The researchers used a disease-simulation model based on published data to determine disease outcomes and treatment tradeoffs for these six treatments. It found that all six treatments had overall survival benefits within 1 year. The model simulated 1 million women receiving a diagnosis of DCIS at 45 years of age. Each woman was considered disease-free after initial treatment and then was considered at risk for a recurrence of cancer in the same breast, the development of a new primary cancer in the other breast, or death from non-breast cancer causes. Those with recurrences would receive a second treatment of a different kind. The lifetime percentage rate of women with native breast preservation was 84 percent for lumpectomy alone and 78 percent for lumpectomy with radiation.

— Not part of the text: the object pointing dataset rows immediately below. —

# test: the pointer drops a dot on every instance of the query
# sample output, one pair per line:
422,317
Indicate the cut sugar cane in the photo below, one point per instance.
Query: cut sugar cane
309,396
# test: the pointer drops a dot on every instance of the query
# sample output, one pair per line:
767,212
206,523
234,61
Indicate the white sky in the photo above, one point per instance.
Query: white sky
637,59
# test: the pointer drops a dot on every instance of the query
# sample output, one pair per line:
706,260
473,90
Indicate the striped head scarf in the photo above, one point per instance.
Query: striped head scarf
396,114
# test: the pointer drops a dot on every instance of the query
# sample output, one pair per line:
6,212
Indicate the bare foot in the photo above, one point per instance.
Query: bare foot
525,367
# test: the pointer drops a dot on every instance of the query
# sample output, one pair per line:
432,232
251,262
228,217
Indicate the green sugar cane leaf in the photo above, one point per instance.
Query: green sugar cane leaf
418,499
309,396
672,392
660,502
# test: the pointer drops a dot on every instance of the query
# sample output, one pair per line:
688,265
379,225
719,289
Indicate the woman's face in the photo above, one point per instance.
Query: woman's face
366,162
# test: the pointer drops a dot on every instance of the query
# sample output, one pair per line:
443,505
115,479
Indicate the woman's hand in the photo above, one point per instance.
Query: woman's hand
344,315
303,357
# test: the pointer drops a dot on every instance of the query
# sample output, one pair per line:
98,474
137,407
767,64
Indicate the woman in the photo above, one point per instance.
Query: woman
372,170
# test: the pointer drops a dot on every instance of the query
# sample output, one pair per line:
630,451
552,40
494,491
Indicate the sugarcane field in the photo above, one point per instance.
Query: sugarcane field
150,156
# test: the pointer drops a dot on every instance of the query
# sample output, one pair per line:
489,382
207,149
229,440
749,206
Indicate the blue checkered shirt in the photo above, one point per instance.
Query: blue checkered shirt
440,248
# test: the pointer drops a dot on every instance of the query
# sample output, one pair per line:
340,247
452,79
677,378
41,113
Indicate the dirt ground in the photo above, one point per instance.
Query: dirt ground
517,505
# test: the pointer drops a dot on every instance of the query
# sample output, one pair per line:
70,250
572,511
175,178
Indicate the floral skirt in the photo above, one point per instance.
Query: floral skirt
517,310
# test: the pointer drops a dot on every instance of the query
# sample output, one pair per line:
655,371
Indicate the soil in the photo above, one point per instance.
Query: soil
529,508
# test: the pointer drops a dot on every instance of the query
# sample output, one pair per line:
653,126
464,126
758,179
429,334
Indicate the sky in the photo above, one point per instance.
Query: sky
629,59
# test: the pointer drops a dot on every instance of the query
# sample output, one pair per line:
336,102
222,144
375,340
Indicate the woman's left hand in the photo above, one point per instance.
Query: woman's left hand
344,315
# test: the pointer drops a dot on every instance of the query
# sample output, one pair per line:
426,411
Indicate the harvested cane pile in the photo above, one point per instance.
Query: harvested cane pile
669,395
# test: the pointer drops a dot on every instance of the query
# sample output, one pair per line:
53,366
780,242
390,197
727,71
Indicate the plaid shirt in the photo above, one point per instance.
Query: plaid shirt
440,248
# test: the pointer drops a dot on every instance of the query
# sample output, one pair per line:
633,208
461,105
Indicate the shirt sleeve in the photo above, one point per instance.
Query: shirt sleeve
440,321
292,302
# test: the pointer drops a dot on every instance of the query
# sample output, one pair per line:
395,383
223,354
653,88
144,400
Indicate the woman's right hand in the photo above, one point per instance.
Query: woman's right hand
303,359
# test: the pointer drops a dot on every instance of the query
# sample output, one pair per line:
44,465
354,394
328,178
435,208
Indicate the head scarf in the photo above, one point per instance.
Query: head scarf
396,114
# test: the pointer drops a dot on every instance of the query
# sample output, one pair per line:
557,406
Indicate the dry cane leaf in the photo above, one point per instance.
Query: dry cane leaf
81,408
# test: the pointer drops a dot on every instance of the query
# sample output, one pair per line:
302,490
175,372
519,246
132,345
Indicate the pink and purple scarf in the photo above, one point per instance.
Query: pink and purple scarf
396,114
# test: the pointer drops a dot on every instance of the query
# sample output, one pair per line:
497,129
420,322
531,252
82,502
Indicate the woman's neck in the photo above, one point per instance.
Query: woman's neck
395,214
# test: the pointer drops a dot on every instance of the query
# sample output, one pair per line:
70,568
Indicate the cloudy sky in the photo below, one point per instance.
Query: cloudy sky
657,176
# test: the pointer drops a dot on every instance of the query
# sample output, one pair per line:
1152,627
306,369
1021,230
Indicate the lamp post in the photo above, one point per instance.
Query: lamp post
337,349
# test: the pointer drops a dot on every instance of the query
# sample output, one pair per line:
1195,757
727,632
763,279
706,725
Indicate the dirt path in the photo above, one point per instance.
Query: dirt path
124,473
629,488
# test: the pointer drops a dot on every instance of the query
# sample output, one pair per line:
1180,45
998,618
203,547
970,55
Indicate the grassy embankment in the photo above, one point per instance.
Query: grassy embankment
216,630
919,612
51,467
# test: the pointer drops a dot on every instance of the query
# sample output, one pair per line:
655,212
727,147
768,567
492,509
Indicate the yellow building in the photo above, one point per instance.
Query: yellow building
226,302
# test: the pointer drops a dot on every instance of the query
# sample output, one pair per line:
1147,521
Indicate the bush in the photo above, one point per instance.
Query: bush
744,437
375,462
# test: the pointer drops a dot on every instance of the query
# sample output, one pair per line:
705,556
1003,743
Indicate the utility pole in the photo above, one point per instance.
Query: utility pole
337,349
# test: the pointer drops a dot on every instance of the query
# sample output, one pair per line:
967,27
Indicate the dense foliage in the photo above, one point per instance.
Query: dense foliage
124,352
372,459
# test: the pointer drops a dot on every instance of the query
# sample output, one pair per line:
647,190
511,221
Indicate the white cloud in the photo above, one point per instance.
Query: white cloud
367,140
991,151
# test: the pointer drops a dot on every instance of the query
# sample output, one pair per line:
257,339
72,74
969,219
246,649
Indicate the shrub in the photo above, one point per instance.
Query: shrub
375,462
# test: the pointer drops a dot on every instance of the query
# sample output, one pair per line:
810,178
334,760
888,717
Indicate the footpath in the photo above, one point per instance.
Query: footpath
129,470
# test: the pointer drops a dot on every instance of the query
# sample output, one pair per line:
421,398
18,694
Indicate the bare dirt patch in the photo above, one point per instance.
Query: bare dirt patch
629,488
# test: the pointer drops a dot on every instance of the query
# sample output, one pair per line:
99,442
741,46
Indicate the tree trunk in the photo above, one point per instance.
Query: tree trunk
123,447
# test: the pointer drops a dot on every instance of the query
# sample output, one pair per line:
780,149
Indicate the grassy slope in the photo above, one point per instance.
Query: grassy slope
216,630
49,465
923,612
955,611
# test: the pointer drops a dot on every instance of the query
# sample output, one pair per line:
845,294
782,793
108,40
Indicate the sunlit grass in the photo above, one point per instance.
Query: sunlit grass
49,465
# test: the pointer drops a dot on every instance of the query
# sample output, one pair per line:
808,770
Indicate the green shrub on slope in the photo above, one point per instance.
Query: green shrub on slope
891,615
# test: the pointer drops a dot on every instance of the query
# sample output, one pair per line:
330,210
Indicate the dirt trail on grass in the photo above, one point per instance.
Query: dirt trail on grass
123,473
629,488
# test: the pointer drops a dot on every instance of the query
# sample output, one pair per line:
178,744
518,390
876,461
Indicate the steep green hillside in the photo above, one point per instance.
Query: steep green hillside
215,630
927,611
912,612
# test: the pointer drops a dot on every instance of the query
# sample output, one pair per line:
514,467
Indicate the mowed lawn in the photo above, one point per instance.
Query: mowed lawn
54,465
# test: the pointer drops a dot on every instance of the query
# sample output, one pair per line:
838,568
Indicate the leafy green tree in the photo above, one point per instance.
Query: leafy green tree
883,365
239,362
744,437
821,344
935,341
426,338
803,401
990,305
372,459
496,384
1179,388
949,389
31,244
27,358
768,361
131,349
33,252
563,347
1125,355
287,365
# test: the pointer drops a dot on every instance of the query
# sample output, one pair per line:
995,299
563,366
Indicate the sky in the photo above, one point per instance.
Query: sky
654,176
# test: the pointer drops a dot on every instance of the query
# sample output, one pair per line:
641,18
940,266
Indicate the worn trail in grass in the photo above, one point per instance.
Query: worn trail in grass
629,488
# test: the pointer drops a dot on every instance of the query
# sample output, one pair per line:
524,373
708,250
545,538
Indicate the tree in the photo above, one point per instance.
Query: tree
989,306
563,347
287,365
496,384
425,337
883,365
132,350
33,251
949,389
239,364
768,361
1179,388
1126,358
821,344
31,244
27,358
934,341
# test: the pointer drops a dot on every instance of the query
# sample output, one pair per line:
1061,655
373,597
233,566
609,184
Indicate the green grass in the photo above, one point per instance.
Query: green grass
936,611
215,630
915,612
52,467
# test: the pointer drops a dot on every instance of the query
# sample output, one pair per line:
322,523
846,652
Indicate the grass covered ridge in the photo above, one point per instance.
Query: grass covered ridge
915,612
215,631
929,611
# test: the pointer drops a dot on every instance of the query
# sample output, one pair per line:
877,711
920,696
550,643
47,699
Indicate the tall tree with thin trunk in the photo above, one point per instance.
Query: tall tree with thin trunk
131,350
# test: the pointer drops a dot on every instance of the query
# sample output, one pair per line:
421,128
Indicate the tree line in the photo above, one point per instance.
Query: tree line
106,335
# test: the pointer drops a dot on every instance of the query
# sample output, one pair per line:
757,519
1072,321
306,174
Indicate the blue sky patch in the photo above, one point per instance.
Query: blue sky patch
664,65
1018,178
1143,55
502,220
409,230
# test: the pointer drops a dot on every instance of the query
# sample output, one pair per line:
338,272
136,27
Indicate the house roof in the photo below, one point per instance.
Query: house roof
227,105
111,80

Mastectomy provided the greatest number of disease-free years per patient compared to lumpectomy (9.1 years). The greatest invasive disease-free survival was found for mastectomy and lumpectomy with radiation and tamoxifen. Both yielded an additional 5 years without invasive breast cancer compared to lumpectomy alone. Lumpectomy with radiation and tamoxifen and mastectomy were associated with a 12-month improvement in overall survival compared to lumpectomy alone. When radiation was added to lumpectomy, it only increased survival by 6 months. Out of the 6 treatments, lumpectomy alone had the highest likelihood of death from breast cancer. The lowest likelihood was found for mastectomy and lumpectomy with radiation and tamoxifen.
In the end, women need to understand the tradeoffs of each treatment, its risks and benefits, and how they relate to their own values, suggest the researchers. Their study was supported by AHRQ (Contract No. 290-05-00161).
See "Modeling the effectiveness of initial management strategies for ductal carcinoma in situ," by Djøra I. Soeteman, Ph.D., Natasha K. Stout, Ph.D., Elissa M. Ozanne, Ph.D., and others in the June 5, 2013, Journal of the National Cancer Institute 105(11), pp. 774-781.